Overview

Hazards inherent to complex interconnected systems can lead to disasters of epic proportions with untold environmental, economic and social consequences. The identification, quantification, prediction, control, and mitigation of risk factors is thus essential to ensure individual protection and system integrity while promoting sustainable development.

This thematic program seeks to promote the study and use of stochastic models and statistical inference techniques that are relevant for an enhanced understanding of the interplay between risk factors and their potentially catastrophic effects on dynamic systems. Dependence models, extreme-value theory and time series analysis form the methodological backbone of quantitative risk management. Many important current issues will be considered, including the development of models for extreme events and large collections of variables, risk aggregation and model validation through expert use, the assessment and control of systemic risk, and risk propagation in epidemiology, finance, power networks, computer systems, etc.

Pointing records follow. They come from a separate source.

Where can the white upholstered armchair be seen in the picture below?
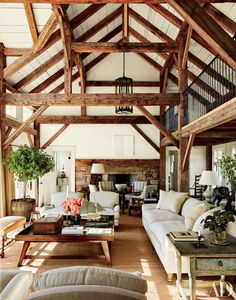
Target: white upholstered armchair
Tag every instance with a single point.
(109, 201)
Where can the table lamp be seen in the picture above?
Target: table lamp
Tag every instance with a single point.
(209, 178)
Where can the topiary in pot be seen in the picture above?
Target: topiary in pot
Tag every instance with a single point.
(29, 163)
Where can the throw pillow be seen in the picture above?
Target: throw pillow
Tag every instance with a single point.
(171, 201)
(194, 213)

The workshops are designed to foster interactions among probabilists, statisticians, econometricians, regulators, and risk modelers in finance, insurance, hydrology, as well as in the health, climate, and environmental sciences. They will bring together researchers and practitioners from these various areas and will present an excellent opportunity to take stock of recent developments, identify new challenges and initiate fruitful collaborations.

A week-long school based on the bestseller “Quantitative Risk Management: Concepts, Techniques and Tools” by McNeil, Frey and Embrechts (Princeton University Press, 2015) will precede the workshops and provide young investigators and professionals alike with a hands-on introduction to this rapidly growing field.